Do canonical transformations simply transform the coordinates of a particular system, leaving the physics unchanged? or can they transform between physically different systems? I haven't seen any evidence which shows that they keep the physics the same, but I don't see their usefulness otherwise.
They do both, actually. In other words, they establish a link between different physical systems, such that one can be described in terms of the other. For example, one canonical transformation can describe a damped harmonic oscillator in terms of variables that behave like an undamped oscillator (obviously, the transformation equations must be time-dependent for this to work). This allows us to talk about one problem in terms of another, perhaps simpler, problem.

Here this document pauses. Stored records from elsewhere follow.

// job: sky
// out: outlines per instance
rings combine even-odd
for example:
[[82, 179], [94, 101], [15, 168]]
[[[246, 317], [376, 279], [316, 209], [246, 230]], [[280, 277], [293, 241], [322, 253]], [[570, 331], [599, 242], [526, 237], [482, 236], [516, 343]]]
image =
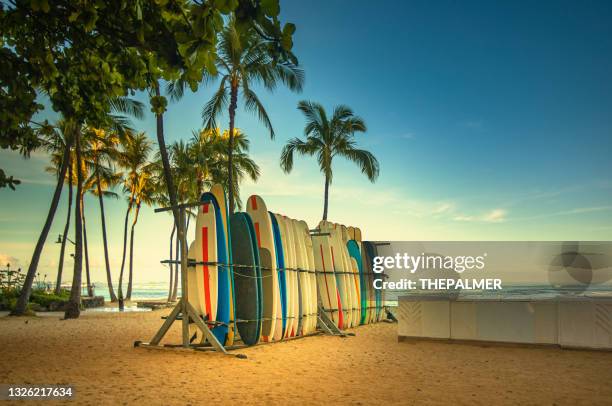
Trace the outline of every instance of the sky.
[[[612, 237], [612, 3], [281, 0], [297, 26], [294, 52], [306, 73], [302, 93], [258, 89], [277, 136], [240, 109], [262, 174], [241, 194], [316, 226], [323, 177], [309, 157], [290, 174], [283, 145], [303, 137], [300, 100], [328, 110], [346, 104], [366, 121], [362, 148], [380, 162], [370, 183], [334, 161], [329, 218], [358, 226], [368, 240], [610, 240]], [[215, 87], [171, 104], [167, 142], [202, 126]], [[146, 101], [144, 95], [140, 99]], [[46, 112], [42, 117], [53, 117]], [[225, 117], [222, 122], [227, 122]], [[134, 126], [155, 138], [149, 113]], [[0, 263], [27, 267], [48, 212], [54, 179], [48, 156], [0, 151], [23, 180], [0, 190]], [[66, 193], [39, 266], [54, 279]], [[86, 199], [90, 263], [104, 280], [100, 214]], [[125, 198], [107, 202], [111, 267], [121, 262]], [[71, 225], [73, 227], [73, 225]], [[135, 280], [164, 281], [170, 216], [142, 210]], [[66, 280], [72, 262], [66, 263]]]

Canonical transformations are important for classical mechanics for the same reason linear transformations are important for vector space theory. The important structure on a vector space is its linear structure, and linear transformations are transformations that preserve this. The important structure on phase space is the symplectic structure, and canonical transformations preserve this. Similarly, diffeomorphims are important in the theory of smooth manifolds, and conformal transformations are important in complex analysis and Riemann surface theory, and Unitary transformations are important in quantum mechanics. All these transformations preserve the relevant structure. The structure is usually defined by an algebra on the set, like multilinear/tensor algebra on vector spaces, or the Poisson bracket algebra on phase space for classical mechanics, or the inner product on quantum mechanical Hilbert spaces. But another point of view of thinking about the structure of sets was pioneered by Felix Klein, i.e. defining the structure of the sets by giving the transformations that preserve that structure. This is the idea behind the Erlangen program.
So canonical transformations are changes of coordinate sytems and the transformed system is the same as the old but viewed in the new coordinates? The fact that they are canonical is what preserves the symplectic structure and hence ensures we are still looking at the same system. Is this correct?
Symplectic structure is not structure of any particular system, its the structure of phase space itself for all systems.
I still don't see how you know the transformed system is the same as the original. The derivation involves applying the modified Hamilton's principle to both systems, so that they both satisfy Hamilton's equations. Couldn't this be done for any two systems, whether they are the same or not? I can't find anything in the derivation which requires the two systems to be the same physically.